Eine sehr kurze Geschichte der Zeit
Im Haus gegenüber lebt in der Wohnung im ersten Stockwerk eine Hauskatze. Definitionsgemäß ist das ein Tier, das nie nach draußen kommt. Manchmal sehe ich die Katze, wie sie am offenen Fenster sitzt, hinter einem Mückennetz, während ich im Haus gegenüber auf dem Balkon sitze und mich frage, welche Vorstellungen sie wohl von der Welt da draußen hat.
Die Katze beobachtet die Menschen, die vorbeigehen und die Vögel, die vorbeifliegen und sieht der Welt ganz allgemein dabei zu, wie sie Welt ist, mit einer geduldigen Aufmerksamkeit, wie sie nur Geschöpfe haben, denen die Begrenzung ihres Daseins zur Gewohnheit geworden ist.

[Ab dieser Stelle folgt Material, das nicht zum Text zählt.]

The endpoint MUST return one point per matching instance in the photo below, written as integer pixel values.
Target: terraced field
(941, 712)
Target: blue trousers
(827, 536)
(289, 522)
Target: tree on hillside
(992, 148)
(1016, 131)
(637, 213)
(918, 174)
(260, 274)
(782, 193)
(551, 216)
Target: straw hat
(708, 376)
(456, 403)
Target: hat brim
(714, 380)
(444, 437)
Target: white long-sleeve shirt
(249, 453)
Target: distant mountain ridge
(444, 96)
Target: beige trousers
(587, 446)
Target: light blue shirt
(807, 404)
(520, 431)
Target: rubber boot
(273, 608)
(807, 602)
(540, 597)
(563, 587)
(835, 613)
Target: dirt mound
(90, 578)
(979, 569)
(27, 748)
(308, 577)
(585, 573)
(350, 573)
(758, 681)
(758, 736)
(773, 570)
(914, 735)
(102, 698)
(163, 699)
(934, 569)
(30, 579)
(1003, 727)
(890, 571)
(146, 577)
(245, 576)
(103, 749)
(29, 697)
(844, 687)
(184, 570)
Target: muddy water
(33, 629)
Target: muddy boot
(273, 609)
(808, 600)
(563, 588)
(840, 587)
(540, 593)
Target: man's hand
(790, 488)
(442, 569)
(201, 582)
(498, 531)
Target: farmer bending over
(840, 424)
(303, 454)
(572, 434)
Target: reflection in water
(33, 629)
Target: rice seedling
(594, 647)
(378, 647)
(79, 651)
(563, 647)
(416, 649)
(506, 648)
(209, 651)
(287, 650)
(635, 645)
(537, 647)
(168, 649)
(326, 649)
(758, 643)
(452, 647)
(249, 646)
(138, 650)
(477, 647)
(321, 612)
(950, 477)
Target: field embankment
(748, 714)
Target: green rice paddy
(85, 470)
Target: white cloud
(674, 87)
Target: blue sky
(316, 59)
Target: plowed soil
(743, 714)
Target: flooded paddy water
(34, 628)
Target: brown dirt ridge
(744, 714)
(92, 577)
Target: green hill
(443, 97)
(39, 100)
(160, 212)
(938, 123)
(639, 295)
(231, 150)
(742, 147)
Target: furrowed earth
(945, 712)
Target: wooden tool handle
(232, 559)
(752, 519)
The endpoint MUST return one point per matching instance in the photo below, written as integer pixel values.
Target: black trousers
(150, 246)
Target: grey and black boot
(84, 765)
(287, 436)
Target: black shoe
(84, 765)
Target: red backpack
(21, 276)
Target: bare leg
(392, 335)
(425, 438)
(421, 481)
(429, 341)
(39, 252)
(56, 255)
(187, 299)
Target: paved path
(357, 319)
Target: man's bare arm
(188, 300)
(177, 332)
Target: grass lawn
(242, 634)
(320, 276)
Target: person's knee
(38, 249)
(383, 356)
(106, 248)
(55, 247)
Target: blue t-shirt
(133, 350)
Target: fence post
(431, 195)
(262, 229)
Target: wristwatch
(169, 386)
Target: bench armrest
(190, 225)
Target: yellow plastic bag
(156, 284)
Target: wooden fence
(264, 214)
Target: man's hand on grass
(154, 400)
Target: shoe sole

Ich frage mich, was diese Katze wohl denkt, wenn sie mich sieht, wie ich auf der anderen Seite aus dem Fenster schaue oder rauchend auf dem Balkon stehe und mir Gedanken darüber mache, was sie, die Hauskatze, denkt, wenn sie mich beobachtet, wie ich sie beobachte?
„Armer Hausmensch. Kommt nie nach draußen, ist immer nur drinnen, per definitionem. Was der wohl über die Welt da draußen denkt? Was er wohl denkt, wenn er mich sieht, wie ich hinter dem Mückennetz sitze und nach draußen schaue?“
Dies hat mich schon immer fasziniert: Wenn sich zwei fremde Entitäten zum ersten Mal betrachten, sie sich gegenüberstehen und Notiz voneinander nehmen und sich an diesem einen bestimmten Punkt in der Zeit und an diesem einen bestimmten Ort im Universum gegenseitig beim vor sich hinexistieren beobachten, in einem schnellen schweißlichtbogengrellen Augenblick die Verbindung herstellen, dann empfinde ich diesen Moment manchmal als unfassbar beeindruckend und erschreckend unbedeutend zugleich und letzten Endes kann ich mich für keines dieser beiden Gefühle entscheiden.